I'll never get tired of when he talks about his mother. He seems so innocent and sweet in those memories he's shared with me. Making me feel a little broken that he lost her.
"But then all these things started hitting me at once. They all left me in distress, yes, but there were two things in particular which really hit me." His eyebrows furrow. "What if I wasn't good enough to reach heaven?"
My heart pushes painfully into my ribs.
What! Why would he even think that?
"Am I even ready to die?"
I grab his hands tightly stopping both of us in our trails. My hard eyes connecting with his soft ones. I frown.
"Kahlil, you're one of the greatest people I know, how could you say this?!"
He shakes his head violently. "No, Nevaeh, you don't know. I've done so many shameful things in my life. Things I can never take back," his breath goes ragged as he tries to take it. "And the worst part is I don't want to." He stops to calm himself down.
My confusion grows as I watch him hold onto my hands like I'd run away if he let go.
These past few months I've been really taking the time to get to know the boys who've been influential in my life, especially the one right in front of me. They've shared so many things with me and we've come so close from that and dealing with our shared experience and wounds caused by someone who I thought had changed.
A lump grows in my throat. I shake the thoughts away, focusing on the man in front of me.
If all this is true then.. why do I feel so in the dark?
"That's why I just couldn't die. I still have so many things to do, problems to fix, people to live for..." his eyes finally meet mine causing my lungs to stop working. "People like you,"
My heart thrashes painfully in my chest as it warms to temperature which is too much yet just right.
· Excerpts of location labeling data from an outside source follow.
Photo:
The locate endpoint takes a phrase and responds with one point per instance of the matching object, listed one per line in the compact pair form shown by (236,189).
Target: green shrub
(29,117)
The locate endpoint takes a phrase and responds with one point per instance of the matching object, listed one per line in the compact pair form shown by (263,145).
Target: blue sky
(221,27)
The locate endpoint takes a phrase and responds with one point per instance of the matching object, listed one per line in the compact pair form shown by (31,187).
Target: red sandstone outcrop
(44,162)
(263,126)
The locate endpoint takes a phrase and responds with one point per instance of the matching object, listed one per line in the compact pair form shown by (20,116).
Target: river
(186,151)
"My heaven on Earth. Probably the closest thing to heaven for someone like me." His voice begins to shake while I try to stay on my feet.
"That's why I need you, you baptize my soul and make me forget who I am. Your existence is the reason why I believe in hope."
Before I know it, he brings me closer. His eyes stare straight into me making my body boil into a light and fluffy cloud.
"I want you to stay and never leave. I want you to feed my selfish desires and be my one and only heaven, a place I can say I truly belong."
My body feels weak yet it's never been so strong. My heart feels as though is it's oozing lava and it's traveling my entire soul, warming it to perfection. And my head, it's never been so full of so much emotions yet still unable to express any of them.
It isn't until I feel water drip from my lashes that I understand what I need to do.
I want to kiss him, I have to.. so I do.
I grip his white crisp shirt, pulling myself up towards him and connect my lips to his.